Beside of measuring the duration of a test case, the performance is presented in GFLOPS/s. As an alternative metric, the memory bandwidth is given (the artificial “cached” case omits to present the cache-memory bandwidth). The “pseudo-performance” given in FLOPS/cycle is an artificial scoring, it not only uses a non-standard formula for calculating the FLOPS (2 * M * N * K - M * N rather than 2 * M * N * K) but also relies on (pseudo-)clock cycles:

$ ./specialized.sh 0
m=32 n=32 k=32 size=87381 memory=2048.0 MB (DP)

Batched (A,B,C)...
        pseudo-perf.: 10.7 FLOPS/cycle
        performance: 23.9 GFLOPS/s
        bandwidth: 11.1 GB/s
        duration: 239 ms
Finished

There are two sub collections of samples codes: (1) a collection of C++ code samples showing either BLAS, Compiler-generated code (inlined code), LIBXSMM/dispatched, LIBXSMM/specialized functions to carry out the multiplication, and (2) a Fortran sample code showing BLAS versus LIBXSMM including some result validation.

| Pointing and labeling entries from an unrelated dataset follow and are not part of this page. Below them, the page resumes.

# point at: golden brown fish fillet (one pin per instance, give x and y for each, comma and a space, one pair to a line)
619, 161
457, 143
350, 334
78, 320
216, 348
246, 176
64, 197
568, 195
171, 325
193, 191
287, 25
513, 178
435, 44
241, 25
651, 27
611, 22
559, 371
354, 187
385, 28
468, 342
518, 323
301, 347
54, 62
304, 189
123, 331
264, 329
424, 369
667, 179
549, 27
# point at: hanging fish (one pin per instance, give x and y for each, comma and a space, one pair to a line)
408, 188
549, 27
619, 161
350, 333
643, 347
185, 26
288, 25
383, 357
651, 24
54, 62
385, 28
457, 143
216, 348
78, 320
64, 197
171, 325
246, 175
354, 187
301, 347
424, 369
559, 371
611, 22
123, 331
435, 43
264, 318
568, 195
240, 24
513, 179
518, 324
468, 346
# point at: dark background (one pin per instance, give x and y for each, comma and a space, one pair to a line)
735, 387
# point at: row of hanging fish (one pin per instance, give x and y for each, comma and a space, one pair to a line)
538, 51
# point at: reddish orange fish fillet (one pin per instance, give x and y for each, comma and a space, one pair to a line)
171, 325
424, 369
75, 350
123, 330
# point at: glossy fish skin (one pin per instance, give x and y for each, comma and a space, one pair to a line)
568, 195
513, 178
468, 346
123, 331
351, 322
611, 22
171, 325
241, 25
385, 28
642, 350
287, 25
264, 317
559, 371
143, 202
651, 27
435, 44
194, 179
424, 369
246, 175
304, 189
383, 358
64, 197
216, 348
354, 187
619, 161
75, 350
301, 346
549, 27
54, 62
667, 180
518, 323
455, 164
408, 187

C/C++ Code Samples: Command Line Interface (CLI)

  • Takes an optional number (1st arg.) to select the streaming-case (0…8)
  • Optionally takes the M, N, and K parameter of the GEMM in this order
  • If only M is supplied, the N and K “inherit” the M-value
  • Example I (A,B,C): ./specialized.sh 0 16 8 9
  • Example II (A,B): ./specialized.sh 6 16

Fortran Code Sample: Command Line Interface (CLI)

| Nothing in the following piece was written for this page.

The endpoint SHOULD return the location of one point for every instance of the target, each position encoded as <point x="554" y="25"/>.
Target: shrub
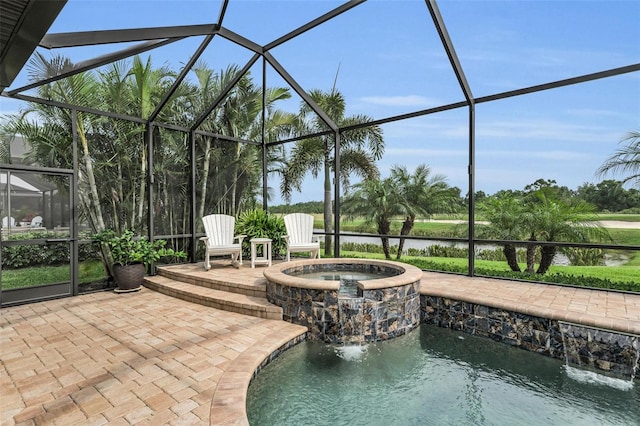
<point x="257" y="223"/>
<point x="24" y="256"/>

  • Optionally takes the M, N, and K parameter of the GEMM in this order
  • Optional problem size (in MB) of the workload; M/N/K must have been supplied
  • Optional total problem size (in MB) implying the number of repeated run
  • If only M is supplied, the N and K are “inheriting” the M-value
  • Shows the performance of each of the streaming cases
  • Example I: ./smm.sh 16 8 9 1024 16384
  • Example II: ./smm.sh 16